God has a calling for you. We use the word “calling” in the church a lot, but perhaps there is a better word, YEARNING. God has a yearning for you. It’s not something God wants you to do. God is not looking for employees, or task managers to get his jobs done … God is looking for relationship. God is yearning for you to be the person God wants you to BE.

So how do you know you are taking a step toward “being” in world of doing? The only way I know is to “follow your joy”. Life is not about what you are good at, or what makes you successful, or what keeps you from failing. What gives you joy even when you’re not happy? What makes you feel like the YOU God made you to be? If you follow your joy, then you have found that next step.

I used to think I was young. I’m not sure what day it was, but somewhere along the line I became old. When I was a kid, it was before chickens had fingers, and before buffalos had wings. I had to actually go to a library to get a book, I had to actually go to the store to shop, I actually had to have money in my bank account to buy something. I remember when we got our first microwave. My brothers and I played “Pong” and “Missile Command” and woah, when I was in High School video games actually came out in color! I was already a pastor before I tried this new thing called “email”. I was pastor of the 3rd Methodist church in all of Alabama to have web page. One day, a guy in my church said to me “we need to do a web page,” and I said, “that’s great, it sounds good … but what’s a web page?”

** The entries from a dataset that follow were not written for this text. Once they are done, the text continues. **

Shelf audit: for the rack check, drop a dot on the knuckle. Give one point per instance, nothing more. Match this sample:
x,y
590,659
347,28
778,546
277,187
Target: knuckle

The world changes. It shifts under your feet. What you will actually DO in the world will change. The important question is who are you going to BE?

Desmond Tutu spoke at the commencement address for my university the year I finished seminary. Now it is almost 20 years later, and I can’t remember a thing he said (because of that, I’m going to give you a copy of this commencement address when I finish!). I don’t remember a thing he said, but I remember who he IS. I remember what he stands for. His witness led to the end of apartheid, the extreme racism of South Africa.

I want to leave you tonight with something from Nelson Mandela, another person who fought alongside Tutu for and end to apartheid. He became president of a new South Africa after years of being in jail and racism and persecution. In his inaugural speech, Nelson Mandela said,“Our deepest fear is not that we are inadequate. Our deepest fear is that we are powerful beyond measure. It is our light, not our darkness that most frightens us. We ask ourselves: ‘Who am I to be brilliant, gorgeous, talented, fabulous?’ Actually, who are we not to be? You are a child of God. Your playing small does not serve the world. There is nothing enlightening about shrinking, so that other people won’t feel unsure around you. We were born to make manifest the glory of God that is within us. It is not just in some of us; it is in everyone. And as we let our light shine, we unconsciously give other people permission to do the same. As we are liberated from our own fear; our presence automatically liberates others.”

Don’t worry about being successful. Be YOU. You are the only one that can do it. Be the best YOU you can be. And that will change the world. Congratulations.